The aim of this study was to explore bone and CPC imaging by the ZTE method, and to evaluate the incorporation of two clinical MRI contrast agents, ultra-small particles of iron oxide (USPIO) and gadopentetatedimeglumine (Gd-DTPA). This included the determination of useful contrast levels for in vivo experiments, the characterization of changes in the properties of CPC after addition of contrast agents, the measurement of T₁ and T₂* relaxation times of materials and surrounding bone, and finally monitoring the substitutes' degradation in an in vivo experiment.

Materials and Methods

Injectable CPC preparation and contrast agents incorporation

CPC consisted of 85% α-tricalcium phosphate, 10% dicalcium phosphate dihydrate, and 5% hydroxyapatite. The liquid applied to make cement was a sterilized 2 weight percentage (wt%) aqueous solution of sodium phosphate (Na₂HPO₄). Poly(lactic-co-glycolic acid) particles (PLGA, Purasorbs; Purac, Gorinchem, the Netherlands) with a lactic-to-glycolic-acid ratio of 50:50 was used for microparticle preparation.²² PLGA was mixed with the cement powder at 20 wt% to create microporosity. The mixture was sterilized using gamma radiation with 25 KGy (Isotron B.V., Ede, the Netherlands). After adding a filtered sterilized (0.2 μm filter) 2% aqueous solution of Na₂HPO₄ to the PLGA/CPC powder, the mixture was put into a 2-mL syringe (BD Plastipak; Becton Dickinson S.A., Madrid, Spain) with a closed tip. These components were shaken for 20 s with a mixing apparatus (Silamat, Vivadent, Schaan, Liechtenstein) to generate injectable CPC. For the incorporation of USPIO (Sinerem^®), it was directly added to the liquid Na₂HPO₄ solution with cement before mixing. From a USPIO solution of 21 mg/mL, 120 and 600 μL were applied for 1 wt% and 5 wt% USPIO-CPC respectively. Gd-DTPA particles (MagneVist^®) were incorporated within the cement powder after freeze drying; 6 and 30 μL were taken from a solution of 469 mg/mL to make 1 wt% and 5 wt% Gd-DTPA-CPC respectively.

CPC characterization

The solidification times measurement and compression tests to examine clinical handling proprieties of the CPC were performed as follows:

Setting time is the time required to reach a certain compressive strength.²³ Initial and final setting time of different formulations were assessed by using custom available Gillmore needles (ASTM C266). Preset scaffolds at a size of 3 mm (diameter)×6 mm (height) were made from a plastic mould. Samples from each formulation were mixed and injected into the mould, and then both initial and final setting times were determined. Tests were performed at room temperature.

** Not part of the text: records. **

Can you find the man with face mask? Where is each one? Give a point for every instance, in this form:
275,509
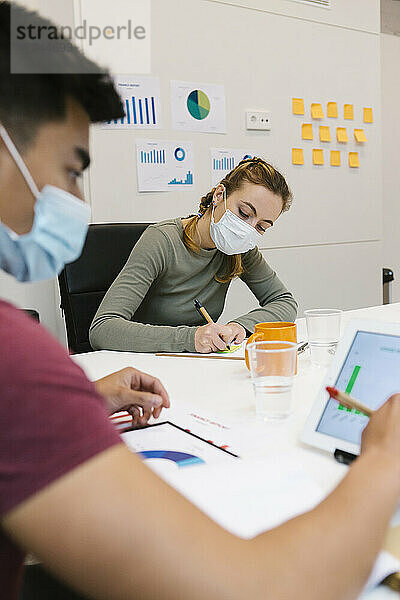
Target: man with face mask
70,491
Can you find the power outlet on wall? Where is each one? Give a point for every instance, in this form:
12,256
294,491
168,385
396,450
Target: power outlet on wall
258,119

For compression tests, samples were placed in a testing bench (858 MiniBionixII^®; MTS, Eden Prairie, MN) and compressive strength and E-modulus in the longitudinal direction (parallel to the long axis) of the specimens were measured at 0.5 mm/min crosshead speed.

For both tests, data are presented as mean±standard deviation. Significant differences were determined by analysis of variance. Calculations were performed using GraphPadInstat^® (GraphPad Software, San Diego, CA). All differences were considered significant at p-values<0.05.

In vitro and ex vivo test of CPC repaired bone

For in vitro tests bone blocks of 1.5 cm³ were harvested from pig bone. A cylindrical defect of 3 mm in depth and diameter was drilled using a dental bur and dental drills. Defects were then filled with injectable CPC. The filler material was tested with contrast agent (USPIO or Gd-DTPA) in different concentrations (1% and 5%) for each formulation. CPC without contrast agents were applied as control. Photos of bone blocks were taken, and then the MR images were acquired.

The feasibility to use USPIO as contrast agent for localization of bone filler was also tested on a rat cadaver. A cylindrical defect of 3 mm depth and diameter was drilled in the femoral condyle, and subsequently this defect was repaired with CPC containing 1 wt% USPIO.

In vivo animal model

National guidelines for care and use of laboratory animals were obeyed with approval of the Experimental Animal Ethical Committee of the University Medical Center Nijmegen (RU-DEC 2010-225). In two healthy adult male Wistar rats, weighing 250–300 g, femoral condyle defects were created. The first rat had a defect in one leg repaired by CPC and one healthy leg, while the second rat had a defect in one leg repaired with Gd-DTPA-CPC and a defect on the other leg left unrepaired. The Gd-DTPA concentration was 1 wt% of the cement powder. Surgery was performed under general inhalation anesthesia (Isoflurane) and sterile conditions. Animals were immobilized and legs were shaved, washed, and disinfected before surgery. The knee joint became totally exposed after a longitudinal parapatellar incision. At the femoral intercondylar notch a cylindrical defect of 3.0 mm depth and diameter was prepared using a dental bur and continuous external cooling with saline. Defects were then filled with proper material or left unrepaired before closing.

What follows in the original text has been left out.